La Stampa 8.9.15
Interrogativi mai risolti sempre attuali
di Maurizio Molinari
Con Rabin, The Last Day il regista Amos Gitai pone gli interrogativi irrisolti sull’assassinio del premier israeliano avvenuto il 5 novembre di 20 anni fa. Riguardo alle possibili complicità che favorirono l’assassino Yigal Amir, Gitai pronuncia il nome di Avishai Raviv, l’agente dello Shin Beth - il controspionaggio - sospettato di aver infiltrato i gruppi estremisti di destra e svolto un ruolo da «provocatore» fino all’istigazione del killer a uccidere il premier, ma poi assolto da ogni accusa nel 2003 per sparire letteralmente nel nulla. Al punto che oggi nessuno sa dove si trovi o che cosa stia facendo.
E poi c’è il contesto dell’omicidio di Rabin, a cui Gitai dedica maggiore attenzione, puntando l’indice sull’atmosfera di delegittimazione di Rabin e di fanatismo estremista a cui addebita la responsabilità di aver posto le premesse per l’omicidio. Gitai chiama in causa i leader religiosi ultrà che pronunciarono sentenze contro Rabin - il «Din Rodef» - imputandogli di aver violato il patto che lega Dio e Terra di Israele consegnando parte di quest’ultima ai palestinesi con gli accordi di Oslo del 1993.

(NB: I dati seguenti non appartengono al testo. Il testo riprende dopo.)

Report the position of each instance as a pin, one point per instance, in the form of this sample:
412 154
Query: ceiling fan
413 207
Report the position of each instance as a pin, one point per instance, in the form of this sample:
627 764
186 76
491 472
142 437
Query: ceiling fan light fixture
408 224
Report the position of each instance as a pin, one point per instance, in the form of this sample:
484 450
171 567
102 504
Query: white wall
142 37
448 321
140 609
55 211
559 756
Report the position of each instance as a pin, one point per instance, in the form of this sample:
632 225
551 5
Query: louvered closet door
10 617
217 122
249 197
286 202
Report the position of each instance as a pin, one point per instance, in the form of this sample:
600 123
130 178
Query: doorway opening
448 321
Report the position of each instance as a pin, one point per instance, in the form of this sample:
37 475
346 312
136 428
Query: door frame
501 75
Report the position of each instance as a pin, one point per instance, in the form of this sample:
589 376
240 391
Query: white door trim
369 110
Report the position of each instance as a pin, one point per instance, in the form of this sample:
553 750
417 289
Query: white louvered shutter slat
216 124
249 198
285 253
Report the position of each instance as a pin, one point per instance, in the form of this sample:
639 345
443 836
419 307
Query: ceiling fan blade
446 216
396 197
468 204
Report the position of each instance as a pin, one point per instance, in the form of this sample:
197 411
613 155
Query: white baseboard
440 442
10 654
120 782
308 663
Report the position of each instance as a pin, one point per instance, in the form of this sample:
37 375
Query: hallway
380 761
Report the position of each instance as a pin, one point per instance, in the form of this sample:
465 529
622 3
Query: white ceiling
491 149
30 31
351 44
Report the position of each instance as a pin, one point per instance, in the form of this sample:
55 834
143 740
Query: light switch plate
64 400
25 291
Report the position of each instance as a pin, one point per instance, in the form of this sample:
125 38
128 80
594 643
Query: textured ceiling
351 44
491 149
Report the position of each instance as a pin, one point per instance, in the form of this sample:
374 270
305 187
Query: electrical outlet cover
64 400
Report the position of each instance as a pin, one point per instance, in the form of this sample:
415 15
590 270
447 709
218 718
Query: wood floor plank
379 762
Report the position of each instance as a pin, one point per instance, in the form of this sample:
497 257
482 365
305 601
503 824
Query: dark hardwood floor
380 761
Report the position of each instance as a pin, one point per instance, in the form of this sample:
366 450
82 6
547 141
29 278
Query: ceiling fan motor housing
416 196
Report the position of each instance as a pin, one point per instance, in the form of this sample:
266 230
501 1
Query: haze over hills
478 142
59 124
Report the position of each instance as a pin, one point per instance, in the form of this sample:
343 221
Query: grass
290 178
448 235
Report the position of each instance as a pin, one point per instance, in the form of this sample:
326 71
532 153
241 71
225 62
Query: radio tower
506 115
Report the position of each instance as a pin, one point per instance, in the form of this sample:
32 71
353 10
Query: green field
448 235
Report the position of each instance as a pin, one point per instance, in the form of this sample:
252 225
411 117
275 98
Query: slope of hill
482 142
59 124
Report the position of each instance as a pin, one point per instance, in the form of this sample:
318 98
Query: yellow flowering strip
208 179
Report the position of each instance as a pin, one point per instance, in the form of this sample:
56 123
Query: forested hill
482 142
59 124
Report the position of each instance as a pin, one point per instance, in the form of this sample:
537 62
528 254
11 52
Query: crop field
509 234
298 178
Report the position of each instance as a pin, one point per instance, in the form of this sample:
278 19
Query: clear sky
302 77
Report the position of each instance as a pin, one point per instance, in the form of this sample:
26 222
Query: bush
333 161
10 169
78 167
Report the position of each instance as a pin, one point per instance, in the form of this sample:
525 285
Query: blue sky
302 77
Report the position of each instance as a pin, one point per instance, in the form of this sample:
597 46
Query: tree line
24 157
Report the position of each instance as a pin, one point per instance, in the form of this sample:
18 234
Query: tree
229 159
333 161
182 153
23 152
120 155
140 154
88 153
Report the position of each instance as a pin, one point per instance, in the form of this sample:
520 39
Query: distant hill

È una denuncia dell’estremismo ultra-nazionalista ebraico molto d’attualità in Israele per via della ferita dei «terroristi ebrei», come il premier Benjamin Netanyahu li definisce, responsabili dell’attacco incendiario al villaggio palestinese di Douma nel quale è morto in luglio il piccolo Ali Saad.